McCormick likens Spieth’s demeanor to an elevator: You can’t start on the ground floor and magically emerge in the penthouse. Spieth is working on accepting that there are levels ahead. He physically can’t skip them. In his coach’s mind, that necessity could transform the athlete he’s known for nearly two decades.
“There are many blessings that come out of the experiences that we go through,” McCormick said. “Oftentimes, they push us to transform, sometimes in emotional ways or psychological ways. This has been a psychological and emotional transformation opportunity that he’s really recognized and kind of leaned into.”

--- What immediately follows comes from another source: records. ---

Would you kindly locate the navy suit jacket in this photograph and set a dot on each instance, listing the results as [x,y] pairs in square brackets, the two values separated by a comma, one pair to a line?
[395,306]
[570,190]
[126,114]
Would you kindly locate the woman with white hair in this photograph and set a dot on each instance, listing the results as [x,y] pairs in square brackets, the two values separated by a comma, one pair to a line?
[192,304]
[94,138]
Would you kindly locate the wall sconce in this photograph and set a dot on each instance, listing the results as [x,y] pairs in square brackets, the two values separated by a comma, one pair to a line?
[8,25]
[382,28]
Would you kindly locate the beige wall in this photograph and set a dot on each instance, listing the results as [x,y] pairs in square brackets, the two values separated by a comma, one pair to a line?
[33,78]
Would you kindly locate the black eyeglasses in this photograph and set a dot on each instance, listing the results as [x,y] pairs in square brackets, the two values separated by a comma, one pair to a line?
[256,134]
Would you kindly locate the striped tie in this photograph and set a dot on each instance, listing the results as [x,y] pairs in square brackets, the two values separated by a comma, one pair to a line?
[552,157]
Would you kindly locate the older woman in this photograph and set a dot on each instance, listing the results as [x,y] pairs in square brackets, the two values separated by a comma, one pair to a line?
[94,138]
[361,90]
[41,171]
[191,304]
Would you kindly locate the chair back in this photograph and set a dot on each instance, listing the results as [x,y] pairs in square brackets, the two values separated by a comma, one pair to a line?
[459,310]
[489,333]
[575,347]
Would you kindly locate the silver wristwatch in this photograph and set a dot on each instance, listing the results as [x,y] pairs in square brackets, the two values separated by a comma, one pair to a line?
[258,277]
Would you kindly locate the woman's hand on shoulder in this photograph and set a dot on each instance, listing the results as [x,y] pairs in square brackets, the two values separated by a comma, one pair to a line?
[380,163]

Spieth might not understand it yet, but the man who’s been there from junior golf to Year 13 on the PGA Tour has an inkling of how all of this could play out. Perhaps that subconscious switch in Spieth’s demeanor could be the key to achieving his short-term and long-term goals. The Texan wants to get into contention before the Masters and then make the U.S. Ryder Cup team. We’re one round into Spieth’s new chapter, and there are positives. In two weeks or two months, those positives might be easier to see. They also might be more difficult to uncover. How he approaches those moments will present the biggest hurdle yet.
“I’m trying to give myself some time,” Spieth said. “But at some point I’m going to get anxious out here if I’m not able to do consistent things.”